The improving transportation is another tremendous change, according to Nisagul. "I remember I took a sleeper bus to go back to my parents' hometown in the Kashi Prefecture when I was young. Now we can take trains and airplanes, which is very convenient."
Another Uygur worker at the same cotton mill named Krim Hadirjan also debunked the "forced labor" lie.
"As a local who grew up near the cotton fields, I can say the 'forced labor' claim is just nonsense," he told the Global Times at the mill.
In order to learn how to operate farm machinery, the 36-year-old man came to work in the factory three years ago, and earns 6,000-7,000 yuan per month.
"I am pissed off when I heard about the so-called 'forced labor' claim. It's all in their imagination! No one has ever forced me to work. I work for my family, parents and children and I want to make my own living," Krim said.

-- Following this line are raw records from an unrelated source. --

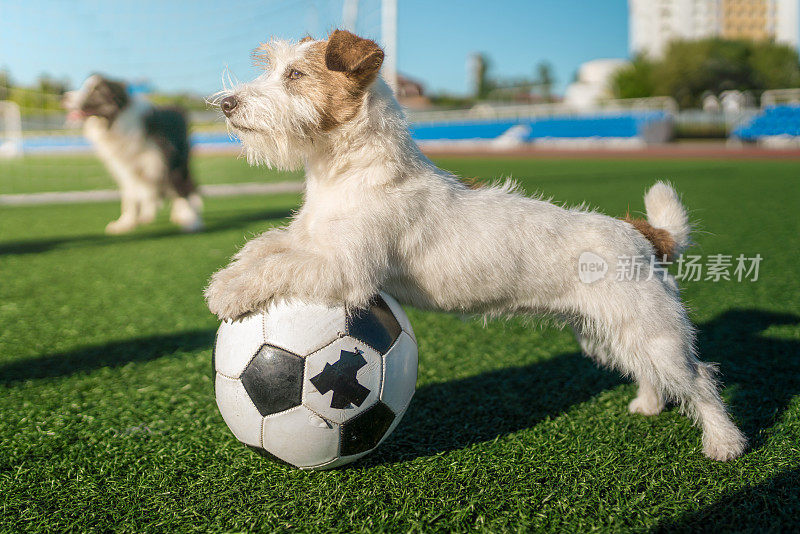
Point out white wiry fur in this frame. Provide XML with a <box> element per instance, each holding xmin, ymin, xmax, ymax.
<box><xmin>644</xmin><ymin>182</ymin><xmax>691</xmax><ymax>254</ymax></box>
<box><xmin>205</xmin><ymin>34</ymin><xmax>746</xmax><ymax>460</ymax></box>
<box><xmin>64</xmin><ymin>75</ymin><xmax>203</xmax><ymax>234</ymax></box>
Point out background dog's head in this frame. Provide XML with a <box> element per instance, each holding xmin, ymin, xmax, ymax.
<box><xmin>62</xmin><ymin>74</ymin><xmax>129</xmax><ymax>121</ymax></box>
<box><xmin>214</xmin><ymin>30</ymin><xmax>383</xmax><ymax>169</ymax></box>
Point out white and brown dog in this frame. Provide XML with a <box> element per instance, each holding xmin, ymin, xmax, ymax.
<box><xmin>64</xmin><ymin>75</ymin><xmax>203</xmax><ymax>234</ymax></box>
<box><xmin>205</xmin><ymin>31</ymin><xmax>746</xmax><ymax>460</ymax></box>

On Wednesday, Chinese Foreign Ministry spokesperson Zhao Lijian told a regular news briefing that objective and just voices about China's Xinjiang Uygur Autonomous Region have been on the rise recently around the world.
He added that a long list of international publications, including Project Syndicate, Australia's Australian Alert Service, as well as some individuals in the West too, have all pointed out the "forced labor" accusation in Xinjiang is baseless.
With the development and more adoption of mechanization, machines gradually replace manual work, Zhao stressed.
Cotton has become the main source of the income for many farmers, especially for those in southern Xinjiang. Analysts pointed out that some Western anti-China forces claims in their ignorant news reports on the "forced labor" in Xinjiang appears to be a malicious campaign launched by Western anti-China forces to destroy Xinjiang's rapidly ascending economy and ultimately obstruct the development of China.
These forces behind the campaign position themselves as saviors and claim to counter a "genocide" in Xinjiang, but what they are doing is essentially attempting to wipe out the industries and the bread and butter of over 25 million people in Xinjiang, experts said.
Taking cotton as an example, Xinjiang contributed around 84.9 percent of China's total cotton yield in 2019, the Xinhua News Agency said. More than half of the farmers in Xinjiang, or around 7 million people work in cotton-related industries. Ethnic minority groups accounted for 70 percent of them.
"Almost all the production lines in textile, PV and tomato processing sectors are intelligent and the production is finished by machines instead of human beings," Tian Yun, vice director of the Beijing Economic Operation Association, told the Global Times.
According to Tian, years ago, East China's Zhejiang Province - a highly developed region in China boasting high degree of automation in manufacturing and production, helped the development of Xinjiang a lot.
"By building production lines based on Zhejiang standards instead of Xinjiang's conditions, Zhejiang offered production equipment, guidance personnel and technical talent to Xinjiang at that time. Many factories in Xinjiang adopted mentorships to nurture talent," Tian said.
Being ignorant to the natural conditions of Xinjiang which has a vast territory but a sparse population, some people did not know that local labor remains scarce, he added.
"It looks like the US wants Xinjiang's competitive industries to die out in the region, so far cotton and solar energy, but in fact, it is destroying China's participation in the global value chain," Wang Yao, a research fellow specializing in border areas at the Chinese Academy of Social Sciences, told the Global Times in a previous interview.
Last but not least, some are copying the smearing approach on Xinjiang cotton onto the PV industry after the first trial was proved effective, Wang noted.
After seeing the fruitful results of slandering Xinjiang cotton, the cards of Xinjiang human rights and "forced labor" might be a "master key" for the US to hit any industry of Xinjiang, Wang warned.